To keep FF's in, I removed the interior piece of the plastic vent, and installed a piece of "no-see-um" screen, and replaced the plastic. The doors on this ZooMed are actually quite tight. With some of my other Exo/ZooMed tanks I use what others on the board have recommended--slice one side of a piece of aquairium airline tubing and use it as a gasket on the back of the door.


----------



## RarePlantBroker (Aug 3, 2008)

gothaicus said:


> Thats awesome Alasdair. It sounded cool when you were describing it and now seeing is believing. I hope Jen & I can check it out in person some day.


Thanks, Paul. Definitely have to get you two over here one of these days.


----------



## bullseye (May 30, 2010)

Even though you said exhaust fans! Do the fans blow air into the tank? Also where did you get your drip set up supplies?


----------



## RarePlantBroker (Aug 3, 2008)

The fans are mounted at the top rear of the tank, and pull air out of the tank. Air flows in through the vent at the lower front of the tank.

The drip supplies are all available from Home Depot. I used a small statuary/fountain pump (submerged--in rear of tank). This pump has an outlet that connects to 1/2" tubing. This connects to a 1/2" barb x 1/2" MPT connector, and then to a "drip manifold" (used for drip-line irrigation). similar to this: No. AD6, Adjustable Dripper, 6 Out Sprinkler Drip Head - AD6 at The Home Depot (my local store carries a different brand) . From this point, the individual drip lines are 1/4" micro-drip tubing. Hope this helps.


----------



## bullseye (May 30, 2010)

RarePlantBroker said:


> The fans are mounted at the top rear of the tank, and pull air out of the tank. Air flows in through the vent at the lower front of the tank.
> 
> The drip supplies are all available from Home Depot. I used a small statuary/fountain pump (submerged--in rear of tank). This pump has an outlet that connects to 1/2" tubing. This connects to a 1/2" barb x 1/2" MPT connector, and then to a "drip manifold" (used for drip-line irrigation). similar to this: No. AD6, Adjustable Dripper, 6 Out Sprinkler Drip Head - AD6 at The Home Depot (my local store carries a different brand) . From this point, the individual drip lines are 1/4" micro-drip tubing.
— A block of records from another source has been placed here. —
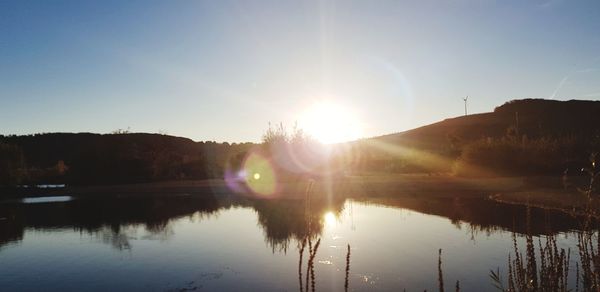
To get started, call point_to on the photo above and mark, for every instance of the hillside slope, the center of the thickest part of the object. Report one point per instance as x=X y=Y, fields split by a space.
x=533 y=118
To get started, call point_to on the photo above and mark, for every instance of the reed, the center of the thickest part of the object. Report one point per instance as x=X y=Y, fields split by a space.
x=347 y=269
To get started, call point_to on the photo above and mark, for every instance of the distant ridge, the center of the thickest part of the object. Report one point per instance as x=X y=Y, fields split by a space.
x=532 y=117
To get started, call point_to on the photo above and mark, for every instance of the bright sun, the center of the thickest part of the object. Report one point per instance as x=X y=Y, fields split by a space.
x=329 y=123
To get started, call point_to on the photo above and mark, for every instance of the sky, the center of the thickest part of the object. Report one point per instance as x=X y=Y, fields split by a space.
x=223 y=70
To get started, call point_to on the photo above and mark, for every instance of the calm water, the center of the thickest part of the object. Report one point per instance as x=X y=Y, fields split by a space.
x=228 y=243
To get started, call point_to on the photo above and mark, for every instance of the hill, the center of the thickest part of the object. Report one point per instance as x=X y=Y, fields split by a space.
x=529 y=136
x=533 y=118
x=85 y=158
x=520 y=137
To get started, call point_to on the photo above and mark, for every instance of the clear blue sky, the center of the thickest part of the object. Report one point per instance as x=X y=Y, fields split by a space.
x=221 y=70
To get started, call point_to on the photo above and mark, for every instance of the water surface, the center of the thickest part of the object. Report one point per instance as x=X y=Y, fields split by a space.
x=231 y=243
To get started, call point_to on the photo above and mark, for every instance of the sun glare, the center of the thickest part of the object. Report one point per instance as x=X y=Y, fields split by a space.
x=330 y=123
x=329 y=219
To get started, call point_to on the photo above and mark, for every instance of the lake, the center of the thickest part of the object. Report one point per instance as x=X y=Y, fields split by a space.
x=231 y=243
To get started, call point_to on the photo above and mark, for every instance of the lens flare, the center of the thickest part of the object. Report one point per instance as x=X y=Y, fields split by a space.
x=329 y=219
x=260 y=178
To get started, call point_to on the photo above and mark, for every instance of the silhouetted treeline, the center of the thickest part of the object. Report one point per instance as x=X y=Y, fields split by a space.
x=523 y=137
x=113 y=158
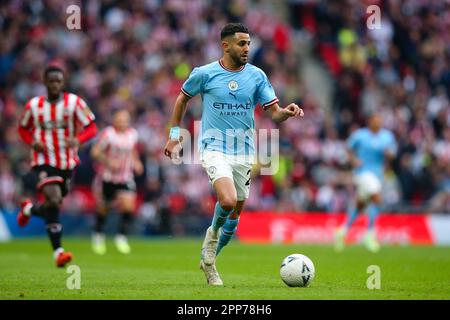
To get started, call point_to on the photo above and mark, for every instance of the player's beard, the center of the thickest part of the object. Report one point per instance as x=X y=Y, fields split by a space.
x=238 y=60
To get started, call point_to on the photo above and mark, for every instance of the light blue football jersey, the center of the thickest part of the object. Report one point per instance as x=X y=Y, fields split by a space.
x=229 y=99
x=369 y=148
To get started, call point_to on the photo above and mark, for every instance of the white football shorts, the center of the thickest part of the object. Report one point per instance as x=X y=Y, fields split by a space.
x=236 y=167
x=367 y=184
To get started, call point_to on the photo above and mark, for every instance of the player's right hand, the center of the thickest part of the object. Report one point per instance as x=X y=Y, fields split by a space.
x=38 y=146
x=173 y=148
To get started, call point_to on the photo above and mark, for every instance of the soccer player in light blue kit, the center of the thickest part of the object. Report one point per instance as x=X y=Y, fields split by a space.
x=230 y=89
x=369 y=148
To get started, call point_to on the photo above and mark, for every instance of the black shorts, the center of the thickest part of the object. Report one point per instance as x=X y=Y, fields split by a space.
x=110 y=190
x=48 y=175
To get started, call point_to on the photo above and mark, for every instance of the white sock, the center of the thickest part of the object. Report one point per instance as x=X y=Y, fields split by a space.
x=57 y=252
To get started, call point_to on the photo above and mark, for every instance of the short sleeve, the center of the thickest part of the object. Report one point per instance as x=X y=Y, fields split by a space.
x=391 y=143
x=265 y=93
x=83 y=114
x=103 y=140
x=26 y=119
x=194 y=84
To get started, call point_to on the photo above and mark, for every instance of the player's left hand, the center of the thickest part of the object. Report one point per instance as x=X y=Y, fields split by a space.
x=174 y=149
x=72 y=142
x=293 y=110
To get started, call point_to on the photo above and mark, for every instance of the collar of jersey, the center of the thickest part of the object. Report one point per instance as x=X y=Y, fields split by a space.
x=223 y=66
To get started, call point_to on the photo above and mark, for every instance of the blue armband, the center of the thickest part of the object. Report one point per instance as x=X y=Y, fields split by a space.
x=174 y=133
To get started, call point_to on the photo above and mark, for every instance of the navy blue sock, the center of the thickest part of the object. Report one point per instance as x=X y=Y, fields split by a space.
x=226 y=233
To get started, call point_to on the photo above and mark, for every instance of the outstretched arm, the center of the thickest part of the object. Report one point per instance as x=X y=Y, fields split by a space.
x=173 y=145
x=279 y=114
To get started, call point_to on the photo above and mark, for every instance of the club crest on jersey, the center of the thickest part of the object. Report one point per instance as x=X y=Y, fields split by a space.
x=232 y=85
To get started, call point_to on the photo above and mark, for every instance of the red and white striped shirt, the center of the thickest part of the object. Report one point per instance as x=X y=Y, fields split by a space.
x=52 y=124
x=119 y=146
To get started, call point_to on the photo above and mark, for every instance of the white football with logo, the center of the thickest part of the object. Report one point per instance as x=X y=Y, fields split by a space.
x=297 y=270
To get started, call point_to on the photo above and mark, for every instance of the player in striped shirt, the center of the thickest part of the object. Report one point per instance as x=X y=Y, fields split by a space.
x=54 y=126
x=116 y=151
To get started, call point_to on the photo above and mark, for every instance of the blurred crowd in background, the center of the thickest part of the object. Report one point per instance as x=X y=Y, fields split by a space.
x=136 y=55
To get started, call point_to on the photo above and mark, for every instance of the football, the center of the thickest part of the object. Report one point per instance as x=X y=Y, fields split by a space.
x=297 y=270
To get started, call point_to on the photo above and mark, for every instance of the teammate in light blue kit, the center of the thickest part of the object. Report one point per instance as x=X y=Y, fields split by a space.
x=369 y=148
x=230 y=89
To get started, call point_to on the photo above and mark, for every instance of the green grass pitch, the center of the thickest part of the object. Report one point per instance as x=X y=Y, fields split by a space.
x=168 y=269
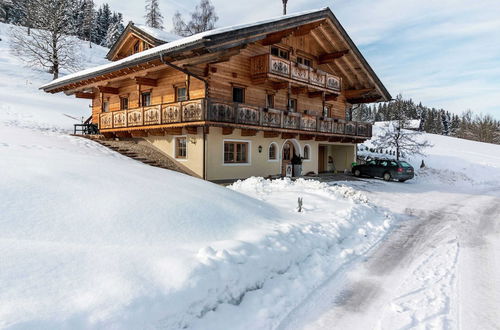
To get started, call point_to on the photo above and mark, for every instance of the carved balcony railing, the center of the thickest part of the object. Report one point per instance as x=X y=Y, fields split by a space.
x=263 y=65
x=211 y=110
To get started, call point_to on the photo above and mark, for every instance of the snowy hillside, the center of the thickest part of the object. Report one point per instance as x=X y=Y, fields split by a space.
x=91 y=239
x=455 y=159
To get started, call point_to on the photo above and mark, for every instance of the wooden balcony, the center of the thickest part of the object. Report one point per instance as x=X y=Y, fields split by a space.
x=268 y=66
x=209 y=112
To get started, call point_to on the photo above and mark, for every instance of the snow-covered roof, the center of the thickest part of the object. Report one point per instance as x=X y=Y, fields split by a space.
x=165 y=48
x=221 y=35
x=158 y=34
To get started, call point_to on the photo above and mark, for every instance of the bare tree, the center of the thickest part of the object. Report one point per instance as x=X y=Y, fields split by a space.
x=202 y=19
x=49 y=46
x=396 y=135
x=154 y=18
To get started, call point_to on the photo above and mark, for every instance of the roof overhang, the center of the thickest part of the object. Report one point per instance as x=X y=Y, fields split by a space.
x=216 y=40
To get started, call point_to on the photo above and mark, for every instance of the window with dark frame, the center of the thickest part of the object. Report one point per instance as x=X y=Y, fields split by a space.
x=146 y=99
x=270 y=100
x=235 y=152
x=238 y=95
x=272 y=152
x=276 y=51
x=305 y=61
x=123 y=103
x=307 y=152
x=181 y=93
x=181 y=147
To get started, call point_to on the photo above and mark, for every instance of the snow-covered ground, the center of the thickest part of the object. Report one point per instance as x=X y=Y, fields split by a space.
x=91 y=239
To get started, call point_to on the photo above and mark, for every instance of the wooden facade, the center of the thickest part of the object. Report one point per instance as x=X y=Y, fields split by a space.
x=291 y=79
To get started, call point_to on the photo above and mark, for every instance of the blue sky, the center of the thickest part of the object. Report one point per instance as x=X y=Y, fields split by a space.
x=445 y=53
Hope this helps.


WOW! Yes that helps a lot. Im glad I can just go pick it up and not have to order. I have seen circulation fans on other threads but I like your idea since I am setting up an exo Terra 24x18x24. What about your mister, mistking?


----------



## RarePlantBroker (Aug 3, 2008)

bullseye said:


> WOW! Yes that helps a lot. Im glad I can just go pick it up and not have to order. I have seen circulation fans on other threads but I like your idea since I am setting up an exo Terra 24x18x24. What about your mister, mistking?
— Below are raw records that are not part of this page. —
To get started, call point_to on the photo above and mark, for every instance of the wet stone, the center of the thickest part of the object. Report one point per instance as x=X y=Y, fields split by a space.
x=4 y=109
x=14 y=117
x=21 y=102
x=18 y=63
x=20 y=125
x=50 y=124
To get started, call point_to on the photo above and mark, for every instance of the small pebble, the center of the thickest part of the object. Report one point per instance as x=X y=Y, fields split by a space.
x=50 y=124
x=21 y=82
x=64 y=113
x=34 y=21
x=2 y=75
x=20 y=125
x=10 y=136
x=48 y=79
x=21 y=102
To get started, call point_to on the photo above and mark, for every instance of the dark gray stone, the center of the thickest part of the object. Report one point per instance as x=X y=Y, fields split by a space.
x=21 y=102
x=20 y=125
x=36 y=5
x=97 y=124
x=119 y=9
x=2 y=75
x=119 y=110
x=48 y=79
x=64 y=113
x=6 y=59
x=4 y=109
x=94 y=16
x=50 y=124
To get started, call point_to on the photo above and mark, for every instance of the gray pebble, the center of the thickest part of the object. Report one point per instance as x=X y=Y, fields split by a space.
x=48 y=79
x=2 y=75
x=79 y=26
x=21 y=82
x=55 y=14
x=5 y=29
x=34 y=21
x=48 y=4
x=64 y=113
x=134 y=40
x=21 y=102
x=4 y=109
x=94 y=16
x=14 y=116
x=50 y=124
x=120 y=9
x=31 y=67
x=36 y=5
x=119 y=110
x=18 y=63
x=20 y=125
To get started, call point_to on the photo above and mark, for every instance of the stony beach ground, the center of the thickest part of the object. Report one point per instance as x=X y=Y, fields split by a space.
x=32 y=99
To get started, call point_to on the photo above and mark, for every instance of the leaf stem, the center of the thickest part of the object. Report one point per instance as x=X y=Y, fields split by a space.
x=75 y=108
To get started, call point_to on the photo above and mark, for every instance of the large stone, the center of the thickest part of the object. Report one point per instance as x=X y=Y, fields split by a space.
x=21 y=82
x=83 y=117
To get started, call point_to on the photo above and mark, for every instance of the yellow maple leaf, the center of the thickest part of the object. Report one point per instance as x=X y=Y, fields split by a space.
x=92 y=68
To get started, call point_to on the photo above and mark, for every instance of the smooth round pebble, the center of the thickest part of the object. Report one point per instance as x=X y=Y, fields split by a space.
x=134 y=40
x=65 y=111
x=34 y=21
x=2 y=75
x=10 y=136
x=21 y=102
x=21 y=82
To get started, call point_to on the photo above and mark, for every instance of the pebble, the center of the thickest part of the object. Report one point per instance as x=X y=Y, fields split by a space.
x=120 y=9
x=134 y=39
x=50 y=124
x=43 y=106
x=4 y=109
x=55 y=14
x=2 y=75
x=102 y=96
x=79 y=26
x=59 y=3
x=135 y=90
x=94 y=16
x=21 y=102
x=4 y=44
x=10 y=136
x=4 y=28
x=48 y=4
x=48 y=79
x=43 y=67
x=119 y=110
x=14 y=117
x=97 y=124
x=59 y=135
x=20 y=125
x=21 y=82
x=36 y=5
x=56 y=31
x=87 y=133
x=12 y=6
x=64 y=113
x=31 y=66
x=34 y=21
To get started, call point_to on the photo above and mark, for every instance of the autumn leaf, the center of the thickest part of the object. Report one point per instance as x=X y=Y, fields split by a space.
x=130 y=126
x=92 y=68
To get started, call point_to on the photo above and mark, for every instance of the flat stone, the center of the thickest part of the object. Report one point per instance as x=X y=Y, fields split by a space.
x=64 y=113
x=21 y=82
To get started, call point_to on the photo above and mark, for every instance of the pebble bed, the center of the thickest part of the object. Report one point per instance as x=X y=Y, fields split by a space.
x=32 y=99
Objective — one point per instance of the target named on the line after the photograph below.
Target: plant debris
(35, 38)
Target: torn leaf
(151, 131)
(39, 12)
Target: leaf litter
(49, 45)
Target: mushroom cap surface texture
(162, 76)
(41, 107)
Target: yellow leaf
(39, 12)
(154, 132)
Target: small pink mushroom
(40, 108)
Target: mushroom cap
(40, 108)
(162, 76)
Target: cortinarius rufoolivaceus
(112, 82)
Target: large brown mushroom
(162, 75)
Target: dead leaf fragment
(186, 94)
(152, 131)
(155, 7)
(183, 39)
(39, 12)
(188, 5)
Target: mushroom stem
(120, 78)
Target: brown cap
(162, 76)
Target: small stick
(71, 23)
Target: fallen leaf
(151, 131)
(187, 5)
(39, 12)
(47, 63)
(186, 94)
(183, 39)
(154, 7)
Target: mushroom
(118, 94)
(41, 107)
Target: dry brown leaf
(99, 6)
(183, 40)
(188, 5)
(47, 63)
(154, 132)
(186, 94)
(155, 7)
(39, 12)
Yes, MistKing. This is in my vivarium rack, so I'm using the large pump. You'll only need the smaller pump for your Exo (and a couple more).


----------



## bullseye (May 30, 2010)

Does drawing the air through as opposed to just circulating it, cause your temps to drop? Do your plants do better with this method or about the same?


----------



## ghettopieninja (Jul 29, 2008)

You have some great techniques here and it looks quite reminiscent of the actual Ancon Hill, which I was able to visit recently. Many of the auratus I saw were on the sides of eroded clay slopes with lots of Adiantum and Episcia growth just like you have here. Great job!


----------



## RarePlantBroker (Aug 3, 2008)

ghettopieninja said:


> You have some great techniques here and it looks quite reminiscent of the actual Ancon Hill, which I was able to visit recently. Many of the auratus I saw were on the sides of eroded clay slopes with lots of Adiantum and Episcia growth just like you have here. Great job!


Thanks for the compliments. I actually researched some photos from the Ancon Hill area for local soil color. The plant selections were (except the bromeliads), all varieties from Central to South Panama. So, I guess I hit the look I wanted!


----------



## RarePlantBroker (Aug 3, 2008)

bullseye said:


> Does drawing the air through as opposed to just circulating it, cause your temps to drop? Do your plants do better with this method or about the same?


The main reason for this is to facilitate cooling in the tanks. Simply recirculating the air within the tank doesn't allow the warming air to escape. Venting at the top of the tank, in conjunction with misting, helps facilitate evaporative cooling.


----------